Page:Hugo - Œuvres complètes, Impr. nat., Roman, tome VIII.djvu/452

Le texte de cette page a été corrigé et est conforme au fac-similé.
434
L’HOMME QUI RIT

Elle répéta : — Je t’aime !

Et, frénétique, elle l’étreignit contre sa poitrine.

Gwynplaine haletait.

Tout à coup, tout près d’eux, une petite sonnerie ferme et claire vibra. C’était le timbre scellé dans le mur qui tintait. La duchesse tourna la tête, et dit :

— Qu’est-ce qu’elle me veut ?

Et brusquement, avec le bruit d’une trappe à ressort, le panneau d’argent incrusté d’une couronne royale s’ouvrit.

L’intérieur d’un tour, tapissé de velours bleu prince, apparut, avec une lettre sur une assiette d’or.

Cette lettre était volumineuse et carrée et posée de façon à montrer le cachet qui était une grande empreinte sur de la cire vermeille. Le timbre continuait de sonner.

Le panneau ouvert touchait presque au canapé où tous deux étaient assis. La duchesse, penchée et se retenant d’un bras au cou de Gwynplaine, étendit l’autre bras, prit la lettre sur l’assiette, et repoussa le panneau. Le tour se referma et le timbre se tut.

La duchesse cassa la cire entre ses doigts, défit l’enveloppe, en tira deux plis qu’elle contenait, et jeta l’enveloppe à terre aux pieds de Gwynplaine.

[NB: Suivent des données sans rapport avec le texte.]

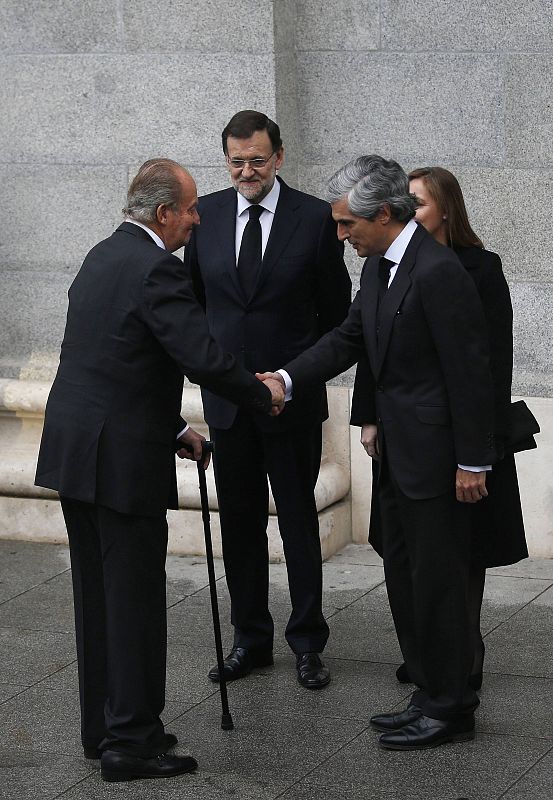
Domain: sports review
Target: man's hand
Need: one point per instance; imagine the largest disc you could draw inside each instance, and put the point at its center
(275, 383)
(470, 487)
(193, 449)
(369, 441)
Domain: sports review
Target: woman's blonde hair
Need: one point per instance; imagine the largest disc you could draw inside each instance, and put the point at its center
(444, 189)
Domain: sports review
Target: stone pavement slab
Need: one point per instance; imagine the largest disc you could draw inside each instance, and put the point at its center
(288, 742)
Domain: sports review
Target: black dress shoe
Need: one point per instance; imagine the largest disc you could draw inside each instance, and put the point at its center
(124, 767)
(94, 753)
(240, 663)
(312, 673)
(426, 732)
(392, 722)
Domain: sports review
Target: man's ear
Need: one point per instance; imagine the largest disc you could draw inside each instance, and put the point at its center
(384, 214)
(161, 214)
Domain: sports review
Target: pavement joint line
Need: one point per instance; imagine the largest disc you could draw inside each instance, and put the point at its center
(193, 594)
(37, 683)
(324, 760)
(523, 775)
(74, 785)
(35, 586)
(518, 610)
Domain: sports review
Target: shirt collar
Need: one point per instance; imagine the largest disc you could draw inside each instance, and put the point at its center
(397, 249)
(154, 235)
(269, 202)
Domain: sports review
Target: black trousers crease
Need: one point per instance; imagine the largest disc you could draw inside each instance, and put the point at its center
(118, 570)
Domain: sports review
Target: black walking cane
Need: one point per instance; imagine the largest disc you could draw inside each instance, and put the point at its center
(226, 719)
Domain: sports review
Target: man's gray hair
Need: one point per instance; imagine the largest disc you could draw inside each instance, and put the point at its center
(156, 183)
(369, 182)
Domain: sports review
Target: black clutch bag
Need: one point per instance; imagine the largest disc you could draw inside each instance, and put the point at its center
(523, 427)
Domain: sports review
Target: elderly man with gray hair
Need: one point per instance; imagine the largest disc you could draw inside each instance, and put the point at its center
(112, 427)
(418, 324)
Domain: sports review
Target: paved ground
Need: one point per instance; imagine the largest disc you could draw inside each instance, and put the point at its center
(288, 743)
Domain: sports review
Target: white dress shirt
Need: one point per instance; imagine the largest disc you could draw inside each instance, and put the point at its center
(152, 233)
(269, 204)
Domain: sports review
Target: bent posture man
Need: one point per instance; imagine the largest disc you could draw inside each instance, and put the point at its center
(418, 319)
(268, 268)
(110, 435)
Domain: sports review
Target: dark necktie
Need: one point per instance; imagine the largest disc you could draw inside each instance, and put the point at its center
(384, 267)
(249, 257)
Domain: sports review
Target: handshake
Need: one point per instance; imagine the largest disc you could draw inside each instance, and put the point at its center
(275, 383)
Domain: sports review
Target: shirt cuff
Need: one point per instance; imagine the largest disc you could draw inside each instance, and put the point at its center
(183, 432)
(287, 384)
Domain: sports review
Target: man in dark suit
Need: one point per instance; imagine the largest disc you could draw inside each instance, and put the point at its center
(268, 268)
(418, 320)
(112, 421)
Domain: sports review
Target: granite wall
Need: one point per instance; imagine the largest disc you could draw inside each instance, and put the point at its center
(89, 90)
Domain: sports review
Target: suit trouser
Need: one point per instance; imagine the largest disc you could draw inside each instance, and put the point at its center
(118, 571)
(244, 457)
(426, 548)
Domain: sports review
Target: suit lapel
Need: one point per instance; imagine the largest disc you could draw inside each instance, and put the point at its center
(369, 281)
(225, 227)
(284, 224)
(392, 300)
(137, 231)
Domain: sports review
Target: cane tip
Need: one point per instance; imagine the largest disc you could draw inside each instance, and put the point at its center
(226, 722)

Le sceau de cire brisé restait déchiffrable, et Gwynplaine put y distinguer une couronne royale et au-dessous la lettre A.

L’enveloppe déchirée étalait ses deux côtés, de sorte qu’on pouvait en même temps lire la suscription : À sa Grâce la ducheße Josiane.

Les deux plis qu’avait contenus l’enveloppe étaient un parchemin et un vélin. Le parchemin était grand, le vélin était petit. Sur le parchemin était empreint un large sceau de chancellerie, en cette cire verte, dite cire de seigneurie. La duchesse, toute palpitante et les yeux noyés d’extase, fit une imperceptible moue d’ennui.

— Ah ! dit-elle, qu’est-ce qu’elle m’envoie là ? Une paperasse ! Quel trouble-fête que cette femme !

Et, laissant de côté le parchemin, elle entr’ouvrit le vélin.

— C’est de son écriture. C’est de l’écriture de ma sœur. Cela me fatigue. Gwynplaine, je t’ai demandé si tu savais lire. Sais-tu lire ?

Gwynplaine fit de la tête signe que oui.

Elle s’étendit sur le canapé, presque comme une femme couchée, cacha soigneusement ses pieds sous sa robe et ses bras sous ses manches, avec une pudeur bizarre, tout en laissant voir son sein, et, couvrant Gwynplaine d’un regard passionné, elle lui tendit le vélin.